Microformats are just that: mini formats, which happen to sit inside the larger format of HTML. HTML lacks a way, for instance, of indicating that a link is pointing to a web site of an individual you’ve met in person—that is, there’s no “met” attribute that would let you do:
<a href="http://somesite.com" met="true" />
This code, of course, is invalid. Fortunately, HTML has a few attributes that can be co-opted for this purpose.
class is the most obvious, but for links and anchors we also have
rel. For example:
<a href="http://somesite.com" rel="met" />
This snippet of code, unlike the previous one, is perfectly valid. This in and of itself may be of little value: at best you could use CSS to give a different style to links pointing to people you’ve met. But if web developers across the world agree on a way of representing this information, suddenly the range of possibilities explodes: a web spider can crawl links between people who’ve met each other and construct a map of these relationships.
There are currently microformat standards for everything from addresses (hCard) to friendships (XFN) to tags (rel-tag), as well as a number of others currently in the draft stage.
Google is using the microformat standards XFN (eXtensible Friend Network) and FOAF (Friend of a Friend) to crawl networks of links. These links point to people represented by URIs, and it’s the relationships between these people that Google is attempting to figure out. FOAF is a slightly more complicated format that involves creating a separate file detailing all your friendships using XML; that’s unnecessary for our implementation so we’ll just focus on XFN.
The most basic use of XFN is using
rel=”me” in a link to denote that the site being linked to belongs to the same person as the site we’re on.
There is, of course, a problem here: this microformat data is only present if a person has bothered to put it there.

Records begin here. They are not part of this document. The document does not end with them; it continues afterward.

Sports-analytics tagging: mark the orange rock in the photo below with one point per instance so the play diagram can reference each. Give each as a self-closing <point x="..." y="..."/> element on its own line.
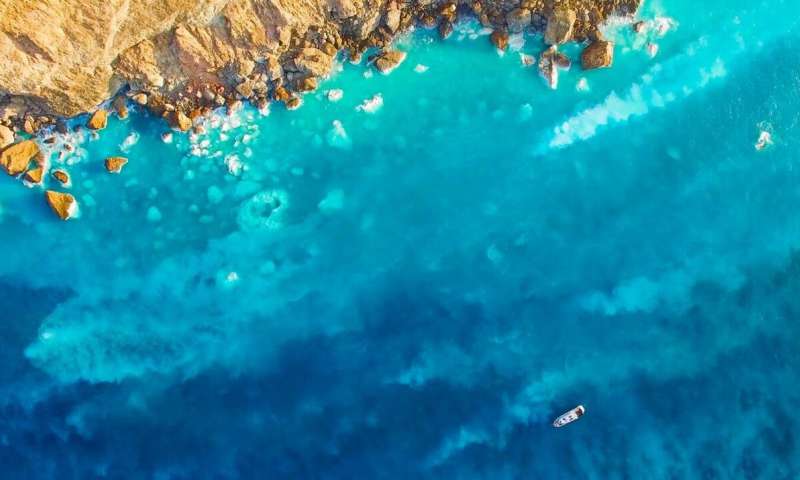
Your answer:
<point x="99" y="120"/>
<point x="16" y="158"/>
<point x="120" y="105"/>
<point x="499" y="39"/>
<point x="34" y="175"/>
<point x="61" y="176"/>
<point x="63" y="204"/>
<point x="599" y="54"/>
<point x="115" y="164"/>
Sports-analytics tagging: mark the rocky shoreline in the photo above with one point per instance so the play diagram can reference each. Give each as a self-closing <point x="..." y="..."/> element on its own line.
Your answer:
<point x="185" y="58"/>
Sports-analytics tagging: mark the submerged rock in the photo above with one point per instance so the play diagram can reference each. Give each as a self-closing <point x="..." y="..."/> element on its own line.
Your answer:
<point x="599" y="54"/>
<point x="16" y="158"/>
<point x="99" y="120"/>
<point x="61" y="176"/>
<point x="179" y="120"/>
<point x="63" y="204"/>
<point x="6" y="136"/>
<point x="115" y="164"/>
<point x="387" y="61"/>
<point x="560" y="24"/>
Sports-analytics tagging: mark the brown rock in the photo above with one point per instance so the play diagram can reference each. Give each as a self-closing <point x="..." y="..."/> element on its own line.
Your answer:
<point x="99" y="120"/>
<point x="293" y="103"/>
<point x="281" y="94"/>
<point x="178" y="119"/>
<point x="307" y="84"/>
<point x="16" y="158"/>
<point x="121" y="107"/>
<point x="115" y="164"/>
<point x="6" y="136"/>
<point x="599" y="54"/>
<point x="560" y="24"/>
<point x="499" y="39"/>
<point x="61" y="176"/>
<point x="63" y="204"/>
<point x="392" y="19"/>
<point x="388" y="60"/>
<point x="34" y="175"/>
<point x="140" y="99"/>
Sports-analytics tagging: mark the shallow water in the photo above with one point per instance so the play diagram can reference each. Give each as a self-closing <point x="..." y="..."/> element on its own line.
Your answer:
<point x="416" y="288"/>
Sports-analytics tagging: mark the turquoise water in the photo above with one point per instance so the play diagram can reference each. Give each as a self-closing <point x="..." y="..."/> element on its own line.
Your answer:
<point x="417" y="291"/>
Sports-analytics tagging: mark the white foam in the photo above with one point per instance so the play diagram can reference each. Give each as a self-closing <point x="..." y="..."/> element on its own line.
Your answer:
<point x="234" y="164"/>
<point x="334" y="94"/>
<point x="371" y="105"/>
<point x="337" y="136"/>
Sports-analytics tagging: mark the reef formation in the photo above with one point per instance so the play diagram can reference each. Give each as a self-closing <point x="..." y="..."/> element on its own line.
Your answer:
<point x="179" y="57"/>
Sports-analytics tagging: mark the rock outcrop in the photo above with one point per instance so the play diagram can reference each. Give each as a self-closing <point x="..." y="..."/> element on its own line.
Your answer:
<point x="65" y="57"/>
<point x="560" y="25"/>
<point x="61" y="176"/>
<point x="63" y="204"/>
<point x="16" y="158"/>
<point x="98" y="120"/>
<point x="6" y="136"/>
<point x="599" y="54"/>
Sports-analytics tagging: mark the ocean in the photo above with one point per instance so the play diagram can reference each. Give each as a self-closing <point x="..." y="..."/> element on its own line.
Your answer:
<point x="413" y="274"/>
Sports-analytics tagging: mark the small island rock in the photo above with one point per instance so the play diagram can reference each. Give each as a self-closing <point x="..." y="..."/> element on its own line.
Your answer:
<point x="99" y="120"/>
<point x="115" y="164"/>
<point x="599" y="54"/>
<point x="61" y="176"/>
<point x="63" y="204"/>
<point x="34" y="175"/>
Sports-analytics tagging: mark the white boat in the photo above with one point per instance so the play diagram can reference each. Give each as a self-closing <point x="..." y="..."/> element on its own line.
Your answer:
<point x="569" y="416"/>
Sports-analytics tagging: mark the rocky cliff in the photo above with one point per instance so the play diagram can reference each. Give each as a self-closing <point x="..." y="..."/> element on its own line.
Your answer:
<point x="64" y="57"/>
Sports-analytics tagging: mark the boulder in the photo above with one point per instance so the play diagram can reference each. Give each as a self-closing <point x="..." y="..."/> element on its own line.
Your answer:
<point x="34" y="175"/>
<point x="599" y="54"/>
<point x="99" y="120"/>
<point x="63" y="204"/>
<point x="115" y="164"/>
<point x="179" y="120"/>
<point x="16" y="158"/>
<point x="343" y="8"/>
<point x="61" y="176"/>
<point x="499" y="39"/>
<point x="312" y="61"/>
<point x="388" y="60"/>
<point x="559" y="26"/>
<point x="140" y="99"/>
<point x="6" y="136"/>
<point x="281" y="94"/>
<point x="518" y="19"/>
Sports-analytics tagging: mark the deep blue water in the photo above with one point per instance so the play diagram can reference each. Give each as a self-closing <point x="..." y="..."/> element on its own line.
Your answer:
<point x="418" y="291"/>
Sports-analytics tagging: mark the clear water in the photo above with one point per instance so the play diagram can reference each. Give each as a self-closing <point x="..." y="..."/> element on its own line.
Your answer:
<point x="418" y="291"/>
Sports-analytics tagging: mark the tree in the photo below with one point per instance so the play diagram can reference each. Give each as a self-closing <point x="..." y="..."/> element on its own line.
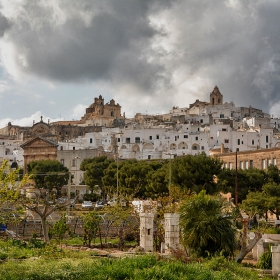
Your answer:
<point x="48" y="174"/>
<point x="49" y="177"/>
<point x="207" y="225"/>
<point x="158" y="182"/>
<point x="133" y="177"/>
<point x="60" y="228"/>
<point x="196" y="172"/>
<point x="91" y="226"/>
<point x="10" y="187"/>
<point x="248" y="180"/>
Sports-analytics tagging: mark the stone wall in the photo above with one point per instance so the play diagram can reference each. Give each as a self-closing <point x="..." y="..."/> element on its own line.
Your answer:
<point x="249" y="159"/>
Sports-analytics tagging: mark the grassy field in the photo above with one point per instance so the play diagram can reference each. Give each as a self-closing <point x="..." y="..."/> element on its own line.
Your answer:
<point x="33" y="261"/>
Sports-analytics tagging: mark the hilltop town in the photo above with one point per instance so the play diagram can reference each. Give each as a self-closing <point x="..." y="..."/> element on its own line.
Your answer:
<point x="214" y="127"/>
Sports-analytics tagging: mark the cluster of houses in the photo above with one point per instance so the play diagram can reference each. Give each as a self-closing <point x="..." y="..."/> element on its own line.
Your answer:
<point x="215" y="128"/>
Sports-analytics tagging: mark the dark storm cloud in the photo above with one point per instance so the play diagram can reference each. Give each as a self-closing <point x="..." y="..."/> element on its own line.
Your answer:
<point x="104" y="45"/>
<point x="4" y="25"/>
<point x="235" y="46"/>
<point x="155" y="46"/>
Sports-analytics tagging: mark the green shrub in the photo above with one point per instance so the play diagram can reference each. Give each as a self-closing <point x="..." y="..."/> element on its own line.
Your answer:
<point x="265" y="261"/>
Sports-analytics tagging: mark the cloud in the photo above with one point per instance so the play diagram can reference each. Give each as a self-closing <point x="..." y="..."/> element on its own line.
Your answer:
<point x="4" y="25"/>
<point x="27" y="121"/>
<point x="148" y="54"/>
<point x="78" y="111"/>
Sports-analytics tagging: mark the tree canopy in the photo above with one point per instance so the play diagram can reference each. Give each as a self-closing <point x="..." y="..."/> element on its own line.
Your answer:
<point x="196" y="172"/>
<point x="207" y="225"/>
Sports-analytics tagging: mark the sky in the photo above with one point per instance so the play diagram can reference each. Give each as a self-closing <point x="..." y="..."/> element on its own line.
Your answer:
<point x="56" y="56"/>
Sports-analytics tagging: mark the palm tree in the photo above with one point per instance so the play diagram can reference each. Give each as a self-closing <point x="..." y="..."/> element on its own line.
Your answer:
<point x="207" y="225"/>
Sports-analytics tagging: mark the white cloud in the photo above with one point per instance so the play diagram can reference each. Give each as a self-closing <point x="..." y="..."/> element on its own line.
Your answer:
<point x="27" y="121"/>
<point x="78" y="111"/>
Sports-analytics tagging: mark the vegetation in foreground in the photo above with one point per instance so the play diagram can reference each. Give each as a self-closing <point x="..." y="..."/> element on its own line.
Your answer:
<point x="54" y="263"/>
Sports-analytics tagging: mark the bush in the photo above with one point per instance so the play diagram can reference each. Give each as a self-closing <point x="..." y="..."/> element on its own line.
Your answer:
<point x="265" y="261"/>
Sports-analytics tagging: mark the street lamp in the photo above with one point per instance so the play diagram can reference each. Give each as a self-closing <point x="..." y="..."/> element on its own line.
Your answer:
<point x="117" y="174"/>
<point x="170" y="172"/>
<point x="115" y="149"/>
<point x="69" y="182"/>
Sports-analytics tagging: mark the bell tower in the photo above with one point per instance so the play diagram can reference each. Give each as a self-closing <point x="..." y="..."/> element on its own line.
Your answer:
<point x="216" y="98"/>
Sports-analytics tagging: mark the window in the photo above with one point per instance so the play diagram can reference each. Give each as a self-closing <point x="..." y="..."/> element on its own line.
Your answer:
<point x="251" y="163"/>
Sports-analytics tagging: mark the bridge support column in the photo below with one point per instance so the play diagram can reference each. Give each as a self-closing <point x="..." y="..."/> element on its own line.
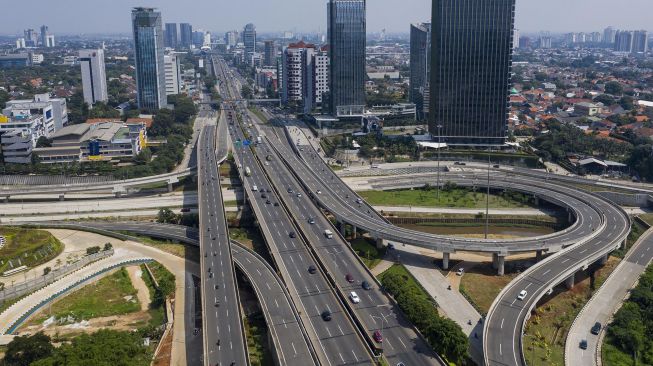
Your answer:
<point x="501" y="265"/>
<point x="445" y="261"/>
<point x="569" y="282"/>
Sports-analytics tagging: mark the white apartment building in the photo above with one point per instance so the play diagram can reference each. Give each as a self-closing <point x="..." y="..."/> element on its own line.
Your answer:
<point x="94" y="78"/>
<point x="53" y="110"/>
<point x="173" y="74"/>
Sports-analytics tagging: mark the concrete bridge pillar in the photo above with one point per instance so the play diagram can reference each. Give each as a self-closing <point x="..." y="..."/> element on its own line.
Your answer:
<point x="501" y="259"/>
<point x="445" y="261"/>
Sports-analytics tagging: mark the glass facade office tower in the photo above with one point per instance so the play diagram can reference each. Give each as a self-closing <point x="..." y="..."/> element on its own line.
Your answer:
<point x="420" y="48"/>
<point x="471" y="62"/>
<point x="148" y="56"/>
<point x="171" y="35"/>
<point x="346" y="37"/>
<point x="185" y="35"/>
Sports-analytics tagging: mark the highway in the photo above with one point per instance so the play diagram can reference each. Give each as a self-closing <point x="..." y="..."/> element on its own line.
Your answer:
<point x="224" y="337"/>
<point x="336" y="341"/>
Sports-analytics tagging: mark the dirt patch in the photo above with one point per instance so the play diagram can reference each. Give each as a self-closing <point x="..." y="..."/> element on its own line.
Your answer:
<point x="143" y="294"/>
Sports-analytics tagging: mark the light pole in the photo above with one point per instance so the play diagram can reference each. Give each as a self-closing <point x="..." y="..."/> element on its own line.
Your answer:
<point x="439" y="147"/>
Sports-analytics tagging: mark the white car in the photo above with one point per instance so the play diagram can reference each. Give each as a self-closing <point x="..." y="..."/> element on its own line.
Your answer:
<point x="354" y="297"/>
<point x="522" y="295"/>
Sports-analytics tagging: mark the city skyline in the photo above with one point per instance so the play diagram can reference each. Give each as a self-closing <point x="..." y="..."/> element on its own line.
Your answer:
<point x="530" y="17"/>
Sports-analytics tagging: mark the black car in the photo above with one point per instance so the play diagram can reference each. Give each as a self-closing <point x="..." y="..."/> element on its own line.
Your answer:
<point x="326" y="315"/>
<point x="312" y="269"/>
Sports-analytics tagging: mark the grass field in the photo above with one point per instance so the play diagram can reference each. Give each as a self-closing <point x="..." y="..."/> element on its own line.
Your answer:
<point x="481" y="285"/>
<point x="27" y="247"/>
<point x="546" y="331"/>
<point x="105" y="297"/>
<point x="456" y="197"/>
<point x="368" y="252"/>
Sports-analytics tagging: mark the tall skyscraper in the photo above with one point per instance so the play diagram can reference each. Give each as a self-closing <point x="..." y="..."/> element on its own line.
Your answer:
<point x="346" y="37"/>
<point x="185" y="35"/>
<point x="270" y="55"/>
<point x="249" y="38"/>
<point x="420" y="48"/>
<point x="471" y="62"/>
<point x="94" y="77"/>
<point x="640" y="41"/>
<point x="171" y="39"/>
<point x="623" y="41"/>
<point x="148" y="56"/>
<point x="608" y="35"/>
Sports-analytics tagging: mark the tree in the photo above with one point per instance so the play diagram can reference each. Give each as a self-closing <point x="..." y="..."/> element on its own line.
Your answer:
<point x="24" y="350"/>
<point x="614" y="88"/>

And only a small percentage of web site owners even know what microformats are, let alone use them on their sites. Well, the good news is that several large sites and applications add XFN to links automatically. Last.fm and FriendFeed, for example, both use this standard when you add links to your other sites. So you may have a social graph without even being aware of it.
WordPress blogs also make it easy to mark up links in this way. Scroll down the page when adding a new link to your WordPress blog and you’ll see the following:
Hence, even without widespread knowledge of microformats, it turns out that there are a significant number of marked-up XFN links out in the wild for the Google Social Graph API to spider.